May 16, 2017
There is no doubt at this point that Obamacare is on life-support. As Republicans work hard behind the scenes to dismantle it completely, insurer Aetna Inc. announced this week that it will no longer be selling Obamacare plans in Delaware and Nebraska – the last two states in which it was still doing so.
“At this time have completely exited the exchanges,” Aetna said in a statement released May 10.
Though Aetna was initially one of the biggest players in the Obamacare exchanges, this announcement comes as no surprise.
At the end of 2016, Aetna announced that it would cut its participation in the exchanges by 70 percent, reducing the number of states it would sell individual Affordable Care Act plans in from 15 to just four. That decision was made as an effort to claw back some of the company’s losses, and came just two weeks after Aetna declared $200 million in pre-tax losses for the second quarter of that year.
“As a strong supporter of public exchanges as a means to meet the needs of the uninsured, we regret having to make this decision,” Marc Bertolini, Aetna’s CEO, said at the time.
Then, back in February, Bertolini criticized Obamacare’s markets, saying that with the increase in premiums, and more and more healthy individuals dropping out, they were on the brink of failure. In a video interview with the Wall Street Journal he went so far as to say that Obamacare was “in a death spiral.”
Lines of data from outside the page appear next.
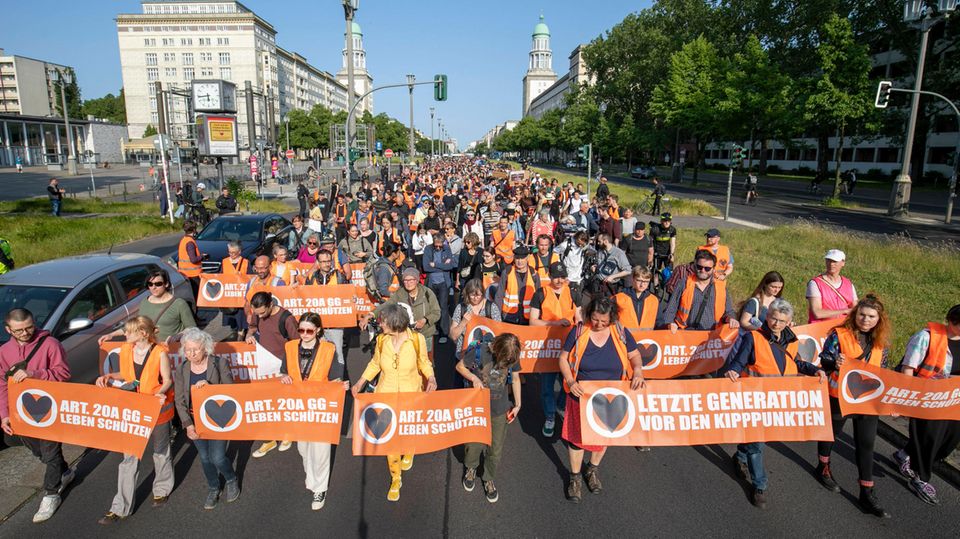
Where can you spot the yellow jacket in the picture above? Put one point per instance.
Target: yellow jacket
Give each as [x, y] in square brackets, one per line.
[403, 374]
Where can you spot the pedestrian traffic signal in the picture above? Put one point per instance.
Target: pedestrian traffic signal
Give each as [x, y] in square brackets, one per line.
[440, 87]
[883, 94]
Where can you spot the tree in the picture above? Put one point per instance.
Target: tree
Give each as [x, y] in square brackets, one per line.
[841, 94]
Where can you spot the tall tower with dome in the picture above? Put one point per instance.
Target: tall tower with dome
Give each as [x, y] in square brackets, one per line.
[540, 74]
[362, 80]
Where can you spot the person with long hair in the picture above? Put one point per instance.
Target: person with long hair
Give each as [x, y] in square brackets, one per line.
[864, 336]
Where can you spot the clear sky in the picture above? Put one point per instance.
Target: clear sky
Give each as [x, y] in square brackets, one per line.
[482, 46]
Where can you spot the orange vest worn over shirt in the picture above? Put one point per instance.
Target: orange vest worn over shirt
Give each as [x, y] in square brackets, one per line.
[321, 364]
[184, 265]
[556, 307]
[150, 381]
[852, 351]
[628, 312]
[765, 364]
[686, 301]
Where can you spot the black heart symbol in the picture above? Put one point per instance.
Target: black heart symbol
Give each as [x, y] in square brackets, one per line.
[213, 289]
[648, 352]
[37, 406]
[610, 412]
[858, 385]
[221, 414]
[377, 421]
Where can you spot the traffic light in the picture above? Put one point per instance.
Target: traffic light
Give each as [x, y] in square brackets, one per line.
[883, 94]
[440, 87]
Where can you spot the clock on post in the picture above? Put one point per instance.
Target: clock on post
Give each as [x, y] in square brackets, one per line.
[214, 96]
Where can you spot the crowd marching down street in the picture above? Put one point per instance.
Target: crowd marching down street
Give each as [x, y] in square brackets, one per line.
[534, 282]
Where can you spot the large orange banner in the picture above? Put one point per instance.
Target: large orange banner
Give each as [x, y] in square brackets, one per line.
[248, 362]
[85, 415]
[705, 411]
[414, 423]
[869, 390]
[305, 412]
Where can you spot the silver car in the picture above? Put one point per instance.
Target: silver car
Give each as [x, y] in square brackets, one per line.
[79, 298]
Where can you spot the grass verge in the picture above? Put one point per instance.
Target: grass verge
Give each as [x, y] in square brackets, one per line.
[917, 283]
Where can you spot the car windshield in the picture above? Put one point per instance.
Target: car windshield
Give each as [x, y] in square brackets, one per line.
[231, 230]
[39, 300]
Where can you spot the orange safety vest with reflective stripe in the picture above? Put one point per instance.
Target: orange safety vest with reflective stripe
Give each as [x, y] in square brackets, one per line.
[852, 351]
[321, 364]
[511, 296]
[936, 359]
[184, 266]
[556, 307]
[150, 381]
[764, 362]
[686, 301]
[628, 313]
[619, 342]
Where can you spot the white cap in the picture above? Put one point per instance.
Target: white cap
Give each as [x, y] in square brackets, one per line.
[836, 255]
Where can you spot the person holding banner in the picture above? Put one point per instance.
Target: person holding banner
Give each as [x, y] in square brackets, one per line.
[202, 368]
[597, 350]
[312, 359]
[934, 353]
[400, 358]
[144, 368]
[33, 353]
[863, 336]
[771, 350]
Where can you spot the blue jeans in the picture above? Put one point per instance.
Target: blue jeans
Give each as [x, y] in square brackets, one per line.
[752, 454]
[213, 459]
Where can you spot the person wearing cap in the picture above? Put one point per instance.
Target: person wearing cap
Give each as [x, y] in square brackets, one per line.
[517, 286]
[553, 305]
[830, 296]
[722, 252]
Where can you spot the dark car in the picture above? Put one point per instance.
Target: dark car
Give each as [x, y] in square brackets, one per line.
[256, 233]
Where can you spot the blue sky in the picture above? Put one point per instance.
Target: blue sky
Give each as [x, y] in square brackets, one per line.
[481, 45]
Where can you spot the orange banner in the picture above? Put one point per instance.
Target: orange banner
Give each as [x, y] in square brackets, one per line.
[248, 362]
[222, 291]
[85, 415]
[870, 390]
[414, 423]
[707, 411]
[334, 303]
[306, 412]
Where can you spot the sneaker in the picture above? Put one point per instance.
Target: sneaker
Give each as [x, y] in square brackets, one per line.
[592, 479]
[264, 448]
[231, 491]
[825, 476]
[924, 491]
[469, 479]
[491, 491]
[575, 488]
[394, 493]
[548, 426]
[213, 496]
[48, 506]
[871, 504]
[319, 498]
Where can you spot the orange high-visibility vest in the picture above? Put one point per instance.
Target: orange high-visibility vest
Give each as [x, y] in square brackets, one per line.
[150, 381]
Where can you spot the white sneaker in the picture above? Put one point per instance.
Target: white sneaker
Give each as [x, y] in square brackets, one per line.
[48, 506]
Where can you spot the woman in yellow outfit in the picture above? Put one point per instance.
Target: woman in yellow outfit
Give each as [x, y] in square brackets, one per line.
[400, 358]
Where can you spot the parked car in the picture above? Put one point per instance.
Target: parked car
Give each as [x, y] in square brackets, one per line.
[643, 172]
[79, 298]
[256, 233]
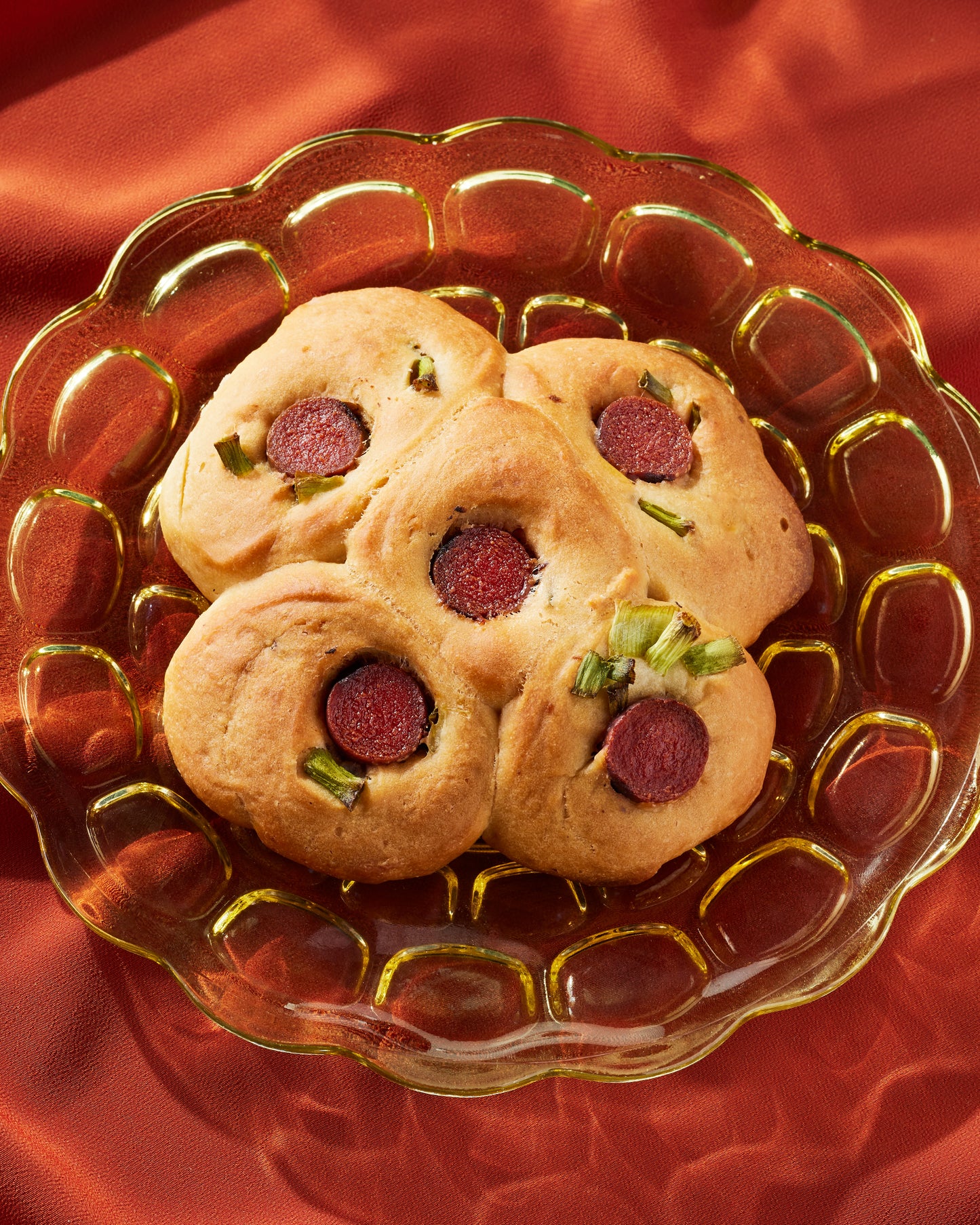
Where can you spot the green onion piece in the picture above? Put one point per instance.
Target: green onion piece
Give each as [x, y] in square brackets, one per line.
[656, 389]
[667, 518]
[621, 676]
[423, 375]
[638, 626]
[595, 674]
[592, 676]
[707, 658]
[324, 770]
[680, 634]
[305, 486]
[233, 457]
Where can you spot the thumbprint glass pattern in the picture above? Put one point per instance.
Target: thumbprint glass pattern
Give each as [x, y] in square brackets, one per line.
[486, 975]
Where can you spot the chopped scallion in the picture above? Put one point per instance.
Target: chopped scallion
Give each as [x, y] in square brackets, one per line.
[341, 783]
[423, 374]
[307, 486]
[638, 626]
[595, 674]
[680, 634]
[707, 658]
[233, 457]
[667, 518]
[656, 389]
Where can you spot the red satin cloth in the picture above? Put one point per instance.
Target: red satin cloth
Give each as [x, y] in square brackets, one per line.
[119, 1102]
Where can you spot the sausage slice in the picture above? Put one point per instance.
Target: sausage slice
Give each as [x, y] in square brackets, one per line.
[656, 750]
[320, 436]
[644, 440]
[483, 572]
[378, 714]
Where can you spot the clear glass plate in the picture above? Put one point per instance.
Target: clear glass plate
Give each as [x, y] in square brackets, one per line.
[486, 975]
Chief Financial Officer Shawn Guertin indicated earlier this month that Aetna might withdraw from the exchanges completely to limit the financial hemorrhage that Obamacare has meant for the company. Even with representation in just four states, Aetna projects it will lose $200 million on individual health plans this year.
The Obamacare Health Insurance Exchange Marketplace officially opened in October of 2013 as an online marketplace for health insurance. The idea was that Americans would be able to obtain affordable healthcare coverage from competing private healthcare providers. Side-by-side comparisons would allow them to make the best possible choices for their families. On-site calculators would also enable people to determine if they qualified for cost assistance subsidies, Medicaid or CHIP. The promise was that tens of millions of Americans would qualify for such subsidies, available only through the marketplace. It was also claimed that 60 percent of Americans would qualify for coverage at $100 or less per month.
So, what went wrong?
Well, Obamacare has been very unpopular pretty much right from the beginning. While it is true that premiums can be as low as just $75 a month, deductibles often run into the thousands of dollars.
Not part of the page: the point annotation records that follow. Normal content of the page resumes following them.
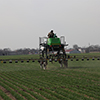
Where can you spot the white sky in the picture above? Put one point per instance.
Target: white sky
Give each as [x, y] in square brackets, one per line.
[22, 22]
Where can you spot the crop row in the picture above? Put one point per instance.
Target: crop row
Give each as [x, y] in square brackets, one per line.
[55, 88]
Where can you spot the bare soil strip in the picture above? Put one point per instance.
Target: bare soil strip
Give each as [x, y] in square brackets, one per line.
[7, 93]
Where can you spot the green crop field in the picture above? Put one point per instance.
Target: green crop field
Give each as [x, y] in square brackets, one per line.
[27, 81]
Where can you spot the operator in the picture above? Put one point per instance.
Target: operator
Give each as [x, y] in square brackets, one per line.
[51, 34]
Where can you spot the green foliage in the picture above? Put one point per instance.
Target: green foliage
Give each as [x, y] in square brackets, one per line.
[80, 81]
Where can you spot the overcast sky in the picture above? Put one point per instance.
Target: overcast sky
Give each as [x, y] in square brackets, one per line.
[22, 22]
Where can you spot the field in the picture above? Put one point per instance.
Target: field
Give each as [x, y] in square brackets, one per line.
[27, 81]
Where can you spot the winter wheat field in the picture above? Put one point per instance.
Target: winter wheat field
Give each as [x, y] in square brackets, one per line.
[27, 81]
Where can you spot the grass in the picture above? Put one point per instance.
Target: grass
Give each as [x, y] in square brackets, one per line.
[80, 81]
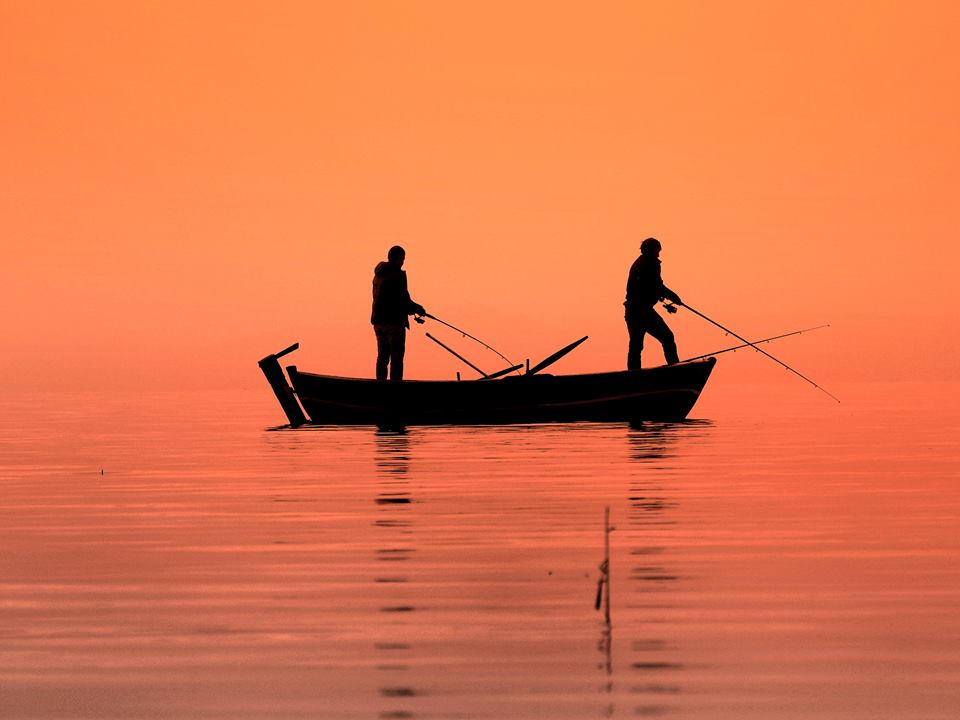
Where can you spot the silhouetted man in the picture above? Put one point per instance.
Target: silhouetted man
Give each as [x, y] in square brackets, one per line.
[391, 306]
[644, 289]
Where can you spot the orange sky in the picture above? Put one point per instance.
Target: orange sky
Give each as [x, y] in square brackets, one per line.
[187, 186]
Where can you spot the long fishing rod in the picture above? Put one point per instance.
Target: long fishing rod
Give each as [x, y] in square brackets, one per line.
[466, 334]
[756, 342]
[759, 350]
Over 8 million Americans were fined an average of $210 per tax return in 2015 for penalties related to Obamacare’s individual mandate.
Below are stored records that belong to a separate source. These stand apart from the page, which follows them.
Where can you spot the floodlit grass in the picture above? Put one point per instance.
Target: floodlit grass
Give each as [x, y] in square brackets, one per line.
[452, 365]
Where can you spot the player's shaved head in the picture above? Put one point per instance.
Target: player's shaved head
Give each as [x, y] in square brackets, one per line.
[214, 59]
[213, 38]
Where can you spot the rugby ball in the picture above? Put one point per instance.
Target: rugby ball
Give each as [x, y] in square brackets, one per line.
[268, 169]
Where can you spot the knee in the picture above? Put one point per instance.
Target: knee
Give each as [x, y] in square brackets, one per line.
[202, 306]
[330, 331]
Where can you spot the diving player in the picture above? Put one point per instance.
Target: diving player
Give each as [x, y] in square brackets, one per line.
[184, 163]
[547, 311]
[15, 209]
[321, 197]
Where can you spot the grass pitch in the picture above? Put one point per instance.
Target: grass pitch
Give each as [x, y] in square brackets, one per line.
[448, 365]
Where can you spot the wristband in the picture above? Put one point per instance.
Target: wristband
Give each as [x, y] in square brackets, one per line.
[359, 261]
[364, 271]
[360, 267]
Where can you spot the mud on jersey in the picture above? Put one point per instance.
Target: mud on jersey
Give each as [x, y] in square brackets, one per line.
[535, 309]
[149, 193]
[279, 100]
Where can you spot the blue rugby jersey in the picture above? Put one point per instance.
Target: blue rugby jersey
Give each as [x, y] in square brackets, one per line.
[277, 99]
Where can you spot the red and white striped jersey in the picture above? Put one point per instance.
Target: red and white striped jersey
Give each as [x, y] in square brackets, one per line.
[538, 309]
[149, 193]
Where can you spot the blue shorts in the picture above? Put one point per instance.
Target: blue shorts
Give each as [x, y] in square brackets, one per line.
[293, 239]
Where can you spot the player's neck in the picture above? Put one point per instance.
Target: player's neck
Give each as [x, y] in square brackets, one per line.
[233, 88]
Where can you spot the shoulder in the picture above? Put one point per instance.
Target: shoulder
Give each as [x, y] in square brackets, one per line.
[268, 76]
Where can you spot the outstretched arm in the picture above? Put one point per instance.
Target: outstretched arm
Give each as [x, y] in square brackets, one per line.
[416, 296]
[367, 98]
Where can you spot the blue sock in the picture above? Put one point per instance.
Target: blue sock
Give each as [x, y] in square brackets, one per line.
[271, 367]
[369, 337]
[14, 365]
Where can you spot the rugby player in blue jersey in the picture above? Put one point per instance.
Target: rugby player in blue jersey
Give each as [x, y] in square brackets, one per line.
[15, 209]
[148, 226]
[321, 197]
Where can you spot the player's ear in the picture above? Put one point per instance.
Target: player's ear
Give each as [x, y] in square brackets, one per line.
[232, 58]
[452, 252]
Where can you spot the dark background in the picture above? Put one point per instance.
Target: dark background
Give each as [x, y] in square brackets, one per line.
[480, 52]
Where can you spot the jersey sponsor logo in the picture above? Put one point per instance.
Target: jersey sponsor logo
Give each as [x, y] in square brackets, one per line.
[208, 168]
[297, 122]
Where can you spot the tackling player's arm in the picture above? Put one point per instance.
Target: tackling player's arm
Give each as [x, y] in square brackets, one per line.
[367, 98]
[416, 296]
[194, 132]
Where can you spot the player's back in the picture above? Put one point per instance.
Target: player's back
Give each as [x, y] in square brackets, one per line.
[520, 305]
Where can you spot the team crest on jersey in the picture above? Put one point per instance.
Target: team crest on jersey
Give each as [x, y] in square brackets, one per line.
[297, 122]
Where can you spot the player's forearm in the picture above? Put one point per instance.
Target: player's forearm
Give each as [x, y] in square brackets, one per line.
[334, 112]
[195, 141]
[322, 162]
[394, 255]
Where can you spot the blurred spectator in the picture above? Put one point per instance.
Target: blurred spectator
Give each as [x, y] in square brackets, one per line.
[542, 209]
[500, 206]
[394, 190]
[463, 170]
Some people were also unhappy that they had to pay higher costs if they were cared for by providers that were not in their network, and that certain medications had been placed in high-cost categories by their insurers.
Critics of Obamacare have also called it a “job killer,” since employers are forced to obtain insurance for their staff members, increasing company costs.
Perhaps former President Bill Clinton said it best at a rally in 2016, when he said, “So you’ve got this crazy system where all of a sudden 25 million more people have health care and then the people who are out there busting it, sometimes 60 hours a week, wind up with their premiums doubled and their coverage cut in half. It’s the craziest thing in the world.”